Il Comitato Internazionale della Croce Rossa (CICR) ha annunciato domenica che co-organizzerà una riunione globale "ad alto livello" nel 2026 per "garantire il rispetto dell'umanità in tempo di guerra", in un momento in cui le violazioni del diritto internazionale sono in aumento nei conflitti.
"Il mondo non può restare a guardare mentre i principi fondamentali del diritto internazionale umanitario vengono regolarmente e deliberatamente violati", ha affermato il CICR in una dichiarazione congiunta con Francia, Brasile, Cina, Giordania, Kazakistan e Sudafrica.
Un anno fa, il CICR ha lanciato un'iniziativa con questi sei Paesi per mobilitare il sostegno politico al diritto internazionale umanitario, denominata "Iniziativa globale per il DIU".
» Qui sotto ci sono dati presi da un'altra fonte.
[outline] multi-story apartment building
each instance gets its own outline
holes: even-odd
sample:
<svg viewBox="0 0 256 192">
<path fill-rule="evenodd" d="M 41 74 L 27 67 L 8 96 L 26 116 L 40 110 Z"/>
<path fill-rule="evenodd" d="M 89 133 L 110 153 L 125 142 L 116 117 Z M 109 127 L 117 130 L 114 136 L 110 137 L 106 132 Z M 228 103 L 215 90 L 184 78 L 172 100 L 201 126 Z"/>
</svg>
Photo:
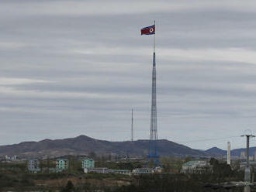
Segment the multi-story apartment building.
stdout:
<svg viewBox="0 0 256 192">
<path fill-rule="evenodd" d="M 56 160 L 56 169 L 57 170 L 66 170 L 68 169 L 69 161 L 67 159 L 57 159 Z"/>
<path fill-rule="evenodd" d="M 95 167 L 95 161 L 92 159 L 83 159 L 81 160 L 81 167 L 85 168 L 94 168 Z"/>
<path fill-rule="evenodd" d="M 29 172 L 36 173 L 41 170 L 40 168 L 40 161 L 37 159 L 29 159 L 28 162 L 28 170 Z"/>
</svg>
Nella sua dichiarazione, l'organizzazione ha esortato "gli Stati e la comunità internazionale ad agire" per porre fine alle diffuse violazioni del diritto internazionale umanitario, ricordando che "tutti gli Stati, compresi quelli in situazioni di occupazione, sono tenuti a rispettare e garantire pienamente il rispetto" di queste norme.
I membri dell'iniziativa hanno dichiarato che avrebbero co-organizzato "un incontro globale di alto livello per difendere l'umanità in tempo di guerra nel 2026".